Sometimes the problems are simple. Nobody bothered to report broken streetlights until a neighbor mentioned two lights to Keith. He called Huntsville Utilities – which obviously can’t cruise every neighborhood in town looking for broken or burned out lights – to replace the two. Once workers arrived, they discovered 18 lights that needed to be replaced.
Pro Tip: Every citizen can use Huntsville Connect, the City’s service request platform to report service requests (broken streetlights, graffiti, potholes, dead animals, etc.). Here’s how.
Cameras installed to deter crime
Sometimes the problems are more complex. Hence the cameras that are being installed this year in Terry Heights and other areas to monitor and deter criminal activity.
“What can we do to decrease crime which, in turn, increases property value in a neighborhood,” said Keith, who has now moved to the Mount Vernon area. “There will never be a perfect neighborhood. But there are good people in these neighborhoods who don’t want crime.”
Keith continues to build on his relationships with the Huntsville Police Department and has traveled to Mobile with Chief Mark McMurray to learn about the best practices employed there.
This year will be a time of “nurturing” – Keith’s word – for seeds planted in 2017 in economic development in District 1.
Opportunity at Johnson
The new incarnation of the old J.O. Johnson High School property will be a significant milestone for 2018.
Keith said the City is taking in bids from developers and he has been a part of numerous meetings. There will soon be an announcement about the Johnson gymnasium, which will remain a part of whatever development emerges around it.
The plan is for a mixed-use development with housing and retail on the 46-acre property. It will not be low-income or public housing; instead, it will be built with an eye on raising property values in the immediate area.

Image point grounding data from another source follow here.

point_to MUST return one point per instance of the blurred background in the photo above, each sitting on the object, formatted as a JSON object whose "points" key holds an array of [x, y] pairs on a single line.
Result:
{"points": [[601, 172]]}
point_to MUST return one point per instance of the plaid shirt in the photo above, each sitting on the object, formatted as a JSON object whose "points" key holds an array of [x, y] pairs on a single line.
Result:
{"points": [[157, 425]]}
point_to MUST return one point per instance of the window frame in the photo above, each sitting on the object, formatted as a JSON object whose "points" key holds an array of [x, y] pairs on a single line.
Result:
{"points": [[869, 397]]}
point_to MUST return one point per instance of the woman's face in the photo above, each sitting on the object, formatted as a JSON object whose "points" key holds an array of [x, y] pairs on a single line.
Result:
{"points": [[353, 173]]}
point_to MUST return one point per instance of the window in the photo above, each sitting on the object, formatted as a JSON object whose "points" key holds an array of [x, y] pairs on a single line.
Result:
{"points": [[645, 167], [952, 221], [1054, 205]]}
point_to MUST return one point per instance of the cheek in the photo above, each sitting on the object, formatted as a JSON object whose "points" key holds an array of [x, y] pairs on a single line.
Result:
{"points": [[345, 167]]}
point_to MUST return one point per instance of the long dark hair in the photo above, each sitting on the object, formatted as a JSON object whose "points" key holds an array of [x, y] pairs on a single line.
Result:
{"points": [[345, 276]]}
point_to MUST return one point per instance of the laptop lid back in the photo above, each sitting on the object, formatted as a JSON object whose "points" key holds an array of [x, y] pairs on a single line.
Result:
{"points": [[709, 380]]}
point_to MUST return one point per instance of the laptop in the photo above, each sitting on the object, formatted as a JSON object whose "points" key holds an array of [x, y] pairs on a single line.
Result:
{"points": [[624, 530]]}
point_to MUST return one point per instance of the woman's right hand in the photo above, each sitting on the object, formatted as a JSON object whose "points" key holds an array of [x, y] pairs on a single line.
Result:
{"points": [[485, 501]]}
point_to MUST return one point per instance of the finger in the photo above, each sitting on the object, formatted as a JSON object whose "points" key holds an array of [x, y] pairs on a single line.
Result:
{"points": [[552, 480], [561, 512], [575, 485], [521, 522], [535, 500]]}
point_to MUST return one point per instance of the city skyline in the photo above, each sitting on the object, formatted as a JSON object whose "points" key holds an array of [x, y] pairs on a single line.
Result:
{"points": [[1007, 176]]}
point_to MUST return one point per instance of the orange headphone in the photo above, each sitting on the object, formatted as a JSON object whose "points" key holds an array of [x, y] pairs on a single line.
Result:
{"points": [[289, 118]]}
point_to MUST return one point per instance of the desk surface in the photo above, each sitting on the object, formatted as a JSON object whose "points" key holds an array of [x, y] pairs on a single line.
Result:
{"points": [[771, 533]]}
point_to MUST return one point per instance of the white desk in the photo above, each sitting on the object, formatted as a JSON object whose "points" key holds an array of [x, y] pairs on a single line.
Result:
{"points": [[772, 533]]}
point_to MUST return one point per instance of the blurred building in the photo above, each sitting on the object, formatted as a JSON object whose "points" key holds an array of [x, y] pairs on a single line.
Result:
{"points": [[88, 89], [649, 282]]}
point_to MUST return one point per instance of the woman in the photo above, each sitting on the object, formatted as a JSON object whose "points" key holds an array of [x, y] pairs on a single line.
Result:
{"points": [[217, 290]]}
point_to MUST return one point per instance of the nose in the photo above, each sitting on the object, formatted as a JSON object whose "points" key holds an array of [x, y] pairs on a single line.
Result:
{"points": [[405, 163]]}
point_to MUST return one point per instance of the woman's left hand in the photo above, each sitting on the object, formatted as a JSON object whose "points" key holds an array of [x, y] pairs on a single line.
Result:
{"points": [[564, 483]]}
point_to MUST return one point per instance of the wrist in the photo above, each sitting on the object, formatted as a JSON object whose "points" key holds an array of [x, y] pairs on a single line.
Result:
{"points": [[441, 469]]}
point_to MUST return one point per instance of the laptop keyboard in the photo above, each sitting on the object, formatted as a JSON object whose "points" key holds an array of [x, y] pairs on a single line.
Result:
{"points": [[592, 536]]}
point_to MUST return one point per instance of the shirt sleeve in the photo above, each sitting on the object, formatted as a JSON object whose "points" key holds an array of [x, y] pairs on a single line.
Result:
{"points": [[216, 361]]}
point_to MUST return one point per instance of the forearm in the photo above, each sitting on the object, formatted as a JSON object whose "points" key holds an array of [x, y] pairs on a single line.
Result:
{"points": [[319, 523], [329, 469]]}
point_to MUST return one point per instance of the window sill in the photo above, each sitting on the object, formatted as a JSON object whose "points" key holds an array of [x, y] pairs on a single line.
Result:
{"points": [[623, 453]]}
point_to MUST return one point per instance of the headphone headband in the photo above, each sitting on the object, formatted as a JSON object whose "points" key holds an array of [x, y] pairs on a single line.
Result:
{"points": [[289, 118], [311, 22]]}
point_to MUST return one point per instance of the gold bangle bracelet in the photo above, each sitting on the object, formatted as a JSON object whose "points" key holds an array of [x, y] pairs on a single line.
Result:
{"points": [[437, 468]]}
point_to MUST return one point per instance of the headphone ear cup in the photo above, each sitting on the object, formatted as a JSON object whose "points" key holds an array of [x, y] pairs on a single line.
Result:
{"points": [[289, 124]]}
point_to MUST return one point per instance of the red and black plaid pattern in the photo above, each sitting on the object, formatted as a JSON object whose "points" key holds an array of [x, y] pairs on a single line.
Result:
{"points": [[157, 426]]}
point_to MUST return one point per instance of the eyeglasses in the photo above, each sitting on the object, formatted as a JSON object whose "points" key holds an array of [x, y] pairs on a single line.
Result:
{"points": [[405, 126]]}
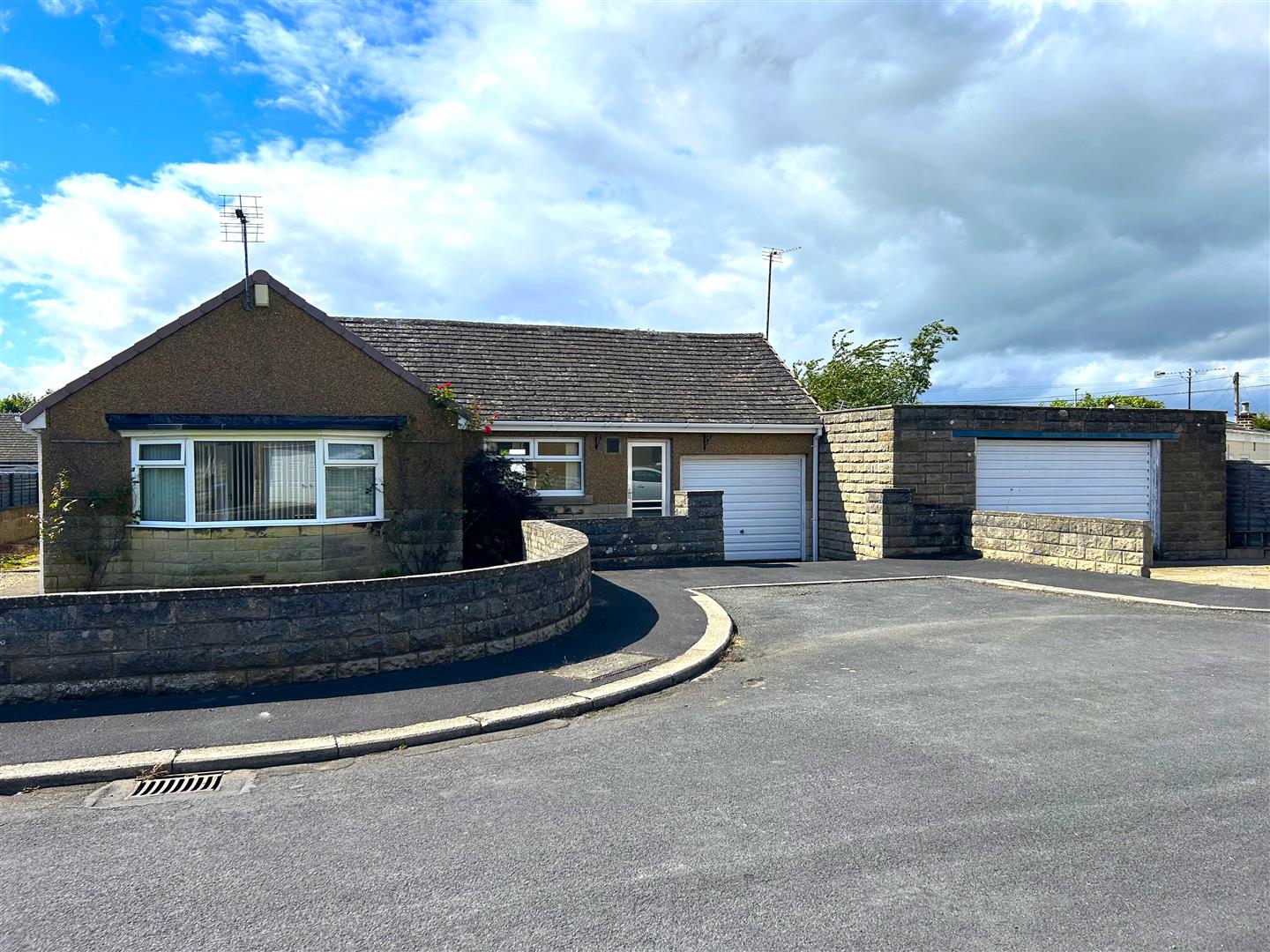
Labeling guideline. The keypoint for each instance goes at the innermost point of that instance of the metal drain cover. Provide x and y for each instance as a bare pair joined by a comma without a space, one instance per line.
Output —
164,790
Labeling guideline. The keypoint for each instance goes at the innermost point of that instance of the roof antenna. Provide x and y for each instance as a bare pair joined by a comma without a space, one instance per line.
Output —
243,219
773,254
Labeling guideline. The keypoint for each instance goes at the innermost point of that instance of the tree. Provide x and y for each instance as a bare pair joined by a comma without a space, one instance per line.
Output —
17,403
496,502
874,374
1122,400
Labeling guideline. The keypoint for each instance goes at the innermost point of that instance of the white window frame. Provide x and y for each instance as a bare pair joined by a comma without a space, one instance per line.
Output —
322,441
536,457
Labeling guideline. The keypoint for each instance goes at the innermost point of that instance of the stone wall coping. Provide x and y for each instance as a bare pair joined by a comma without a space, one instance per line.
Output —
569,544
1064,519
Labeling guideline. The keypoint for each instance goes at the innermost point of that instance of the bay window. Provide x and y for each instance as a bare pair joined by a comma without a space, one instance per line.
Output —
257,479
551,467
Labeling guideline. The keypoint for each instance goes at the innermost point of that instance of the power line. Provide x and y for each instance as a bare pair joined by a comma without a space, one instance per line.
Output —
1169,392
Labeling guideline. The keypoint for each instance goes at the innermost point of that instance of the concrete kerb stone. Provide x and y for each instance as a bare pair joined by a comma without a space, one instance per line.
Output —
704,652
84,770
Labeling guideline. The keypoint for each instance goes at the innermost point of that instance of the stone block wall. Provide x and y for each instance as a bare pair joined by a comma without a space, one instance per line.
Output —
1117,546
267,555
856,458
692,536
18,524
894,527
112,643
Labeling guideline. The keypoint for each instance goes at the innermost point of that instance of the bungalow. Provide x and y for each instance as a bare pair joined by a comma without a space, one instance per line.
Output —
276,443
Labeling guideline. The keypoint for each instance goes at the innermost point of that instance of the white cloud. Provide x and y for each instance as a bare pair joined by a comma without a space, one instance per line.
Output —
1068,185
28,83
65,8
208,34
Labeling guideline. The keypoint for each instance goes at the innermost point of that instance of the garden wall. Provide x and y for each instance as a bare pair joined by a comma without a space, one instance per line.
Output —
1117,546
190,640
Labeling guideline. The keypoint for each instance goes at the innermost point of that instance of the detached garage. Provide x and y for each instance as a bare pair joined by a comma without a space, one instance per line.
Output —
1111,479
1163,467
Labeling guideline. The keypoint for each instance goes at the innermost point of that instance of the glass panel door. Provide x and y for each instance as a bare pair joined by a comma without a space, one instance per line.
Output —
646,489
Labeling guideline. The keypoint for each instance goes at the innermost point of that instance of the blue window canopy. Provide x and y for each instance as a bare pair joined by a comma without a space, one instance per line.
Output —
249,421
1042,435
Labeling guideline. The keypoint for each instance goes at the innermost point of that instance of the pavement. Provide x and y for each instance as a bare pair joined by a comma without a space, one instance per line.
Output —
646,614
643,614
912,764
1238,574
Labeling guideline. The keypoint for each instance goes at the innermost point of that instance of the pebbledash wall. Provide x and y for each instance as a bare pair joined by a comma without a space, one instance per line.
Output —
895,481
113,643
18,524
692,536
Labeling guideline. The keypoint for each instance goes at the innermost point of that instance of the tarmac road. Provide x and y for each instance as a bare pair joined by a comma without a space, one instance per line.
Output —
902,764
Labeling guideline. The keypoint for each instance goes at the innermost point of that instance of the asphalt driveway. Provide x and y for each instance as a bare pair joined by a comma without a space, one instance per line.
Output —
893,764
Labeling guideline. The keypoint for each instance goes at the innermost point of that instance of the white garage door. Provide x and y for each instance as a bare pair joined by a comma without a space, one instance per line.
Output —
762,502
1065,478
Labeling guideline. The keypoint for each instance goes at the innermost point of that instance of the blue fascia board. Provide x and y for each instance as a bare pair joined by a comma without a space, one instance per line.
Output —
250,421
1044,435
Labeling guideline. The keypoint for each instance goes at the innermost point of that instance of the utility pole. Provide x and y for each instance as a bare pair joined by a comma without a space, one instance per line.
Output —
771,254
1189,375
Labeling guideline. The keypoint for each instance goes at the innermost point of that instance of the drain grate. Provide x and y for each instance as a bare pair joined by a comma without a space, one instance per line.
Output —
181,784
173,788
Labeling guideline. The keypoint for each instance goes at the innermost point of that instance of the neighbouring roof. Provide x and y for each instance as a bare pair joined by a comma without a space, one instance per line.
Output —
17,446
596,375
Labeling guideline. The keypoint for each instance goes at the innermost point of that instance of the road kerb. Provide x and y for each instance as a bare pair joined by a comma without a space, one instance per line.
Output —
519,715
83,770
410,735
270,753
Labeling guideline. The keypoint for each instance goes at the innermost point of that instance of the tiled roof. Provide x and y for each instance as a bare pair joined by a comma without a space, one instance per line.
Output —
17,446
596,375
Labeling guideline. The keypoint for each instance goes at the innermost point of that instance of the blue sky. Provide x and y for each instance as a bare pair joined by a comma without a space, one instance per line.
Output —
1081,188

“We will do this the right way,” Keith said, noting that it will be a matter of years, not months, for everything to come to fruition, as it has in other planned development. “Providence didn’t happen in 10 months. It’s been 10, 12 years to grow to where it is.
“If it’s done the right way, it’s a win-win for everybody,” he said.
Keith often talks about the learning experience of his first year, admitting he has learned from mistakes.
“In a very simple recap, 2017 was the best training wheels as there could be,” he said. “This year the wheels are coming off. But I’m not ready for a mountain bike yet.”